From the 13th of November 2009 to 14th February 2010 the exhibition “Gender Check – Femininity and Masculinity in the Art of Eastern Europe” is exhibited at MUMOK, Museum Moderner Kunst, Stiftung Ludwig, in Vienna.

gender check

Gender Check is a project initiated in order to highlight on the 20th anniversary of the the revolution, or fall of iron curtain, in Eastern Europe, with a gender perspective. The curator Bojana Pejić, from Belgrade, has been asked to put together the exhibition by ERTSE Foundation.

The research project Gender Check also had, and still have I guess, the ambition to put gender issues in Eastern Europe in focus, since questions about inequality and gender structures have problems to compete with other issues, such as the financial crisis or climate change for instance. Still, gender has, as many knows, an huge impact on everyday life and on those issues mentioned above. During six month Gender Check commissioned researchers from 24 countries to collect East european official and unofficial art from 1960s to the 1989. The exhibition “Gender Check – Femininity and Masculinity in the Art of eastern Europe” at MUMOK is the result of their joint efforts.

And last, read the interview with Olga Bryukhovetska (PhD, National University of Kyiv-Mohyla Academy, Visual Culture Research Center) on Hedwig Saxenhuber’s research in Ukraine.

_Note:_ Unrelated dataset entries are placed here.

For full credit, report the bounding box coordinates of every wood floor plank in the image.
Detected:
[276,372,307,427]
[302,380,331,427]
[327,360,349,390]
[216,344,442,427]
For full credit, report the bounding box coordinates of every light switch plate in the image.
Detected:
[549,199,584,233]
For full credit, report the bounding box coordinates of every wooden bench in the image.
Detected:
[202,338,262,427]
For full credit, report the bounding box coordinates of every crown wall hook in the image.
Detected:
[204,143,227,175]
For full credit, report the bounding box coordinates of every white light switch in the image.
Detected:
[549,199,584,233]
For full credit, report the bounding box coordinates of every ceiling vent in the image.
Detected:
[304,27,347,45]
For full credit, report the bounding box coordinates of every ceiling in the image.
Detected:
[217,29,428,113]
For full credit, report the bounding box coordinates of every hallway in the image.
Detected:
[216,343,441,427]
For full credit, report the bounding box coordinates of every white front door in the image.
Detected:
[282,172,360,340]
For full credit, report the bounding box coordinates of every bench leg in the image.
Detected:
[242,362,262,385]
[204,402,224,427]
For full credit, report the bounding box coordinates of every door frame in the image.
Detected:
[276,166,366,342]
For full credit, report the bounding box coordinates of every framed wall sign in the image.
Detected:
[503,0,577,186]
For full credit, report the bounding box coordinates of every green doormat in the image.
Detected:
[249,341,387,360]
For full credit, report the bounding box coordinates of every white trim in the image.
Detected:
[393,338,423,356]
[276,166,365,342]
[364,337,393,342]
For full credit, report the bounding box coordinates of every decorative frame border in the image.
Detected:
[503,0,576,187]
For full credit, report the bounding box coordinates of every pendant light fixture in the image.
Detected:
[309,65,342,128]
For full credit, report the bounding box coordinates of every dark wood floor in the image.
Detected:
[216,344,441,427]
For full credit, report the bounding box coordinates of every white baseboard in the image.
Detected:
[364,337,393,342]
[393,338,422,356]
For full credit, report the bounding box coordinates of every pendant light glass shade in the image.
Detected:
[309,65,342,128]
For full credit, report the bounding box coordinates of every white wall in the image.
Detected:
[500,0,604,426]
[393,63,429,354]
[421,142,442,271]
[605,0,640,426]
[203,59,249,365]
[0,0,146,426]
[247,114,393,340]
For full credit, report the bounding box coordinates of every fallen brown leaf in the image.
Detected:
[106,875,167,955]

Thus there was a kind of vicious “pre established harmony” between the naturalized ideology of a sexist and patriarchal society which manifested itself in its practices and denial of these discriminative practices on the declared level of the official ideology. A similar structure was in operation in every marginalized social group, preventing it from fully realizing its own marginality and effectively obstructing any resistant practices (the position and consciousness of the Soviet working class being probably the most striking example of the consequences of such perverted ideological twists).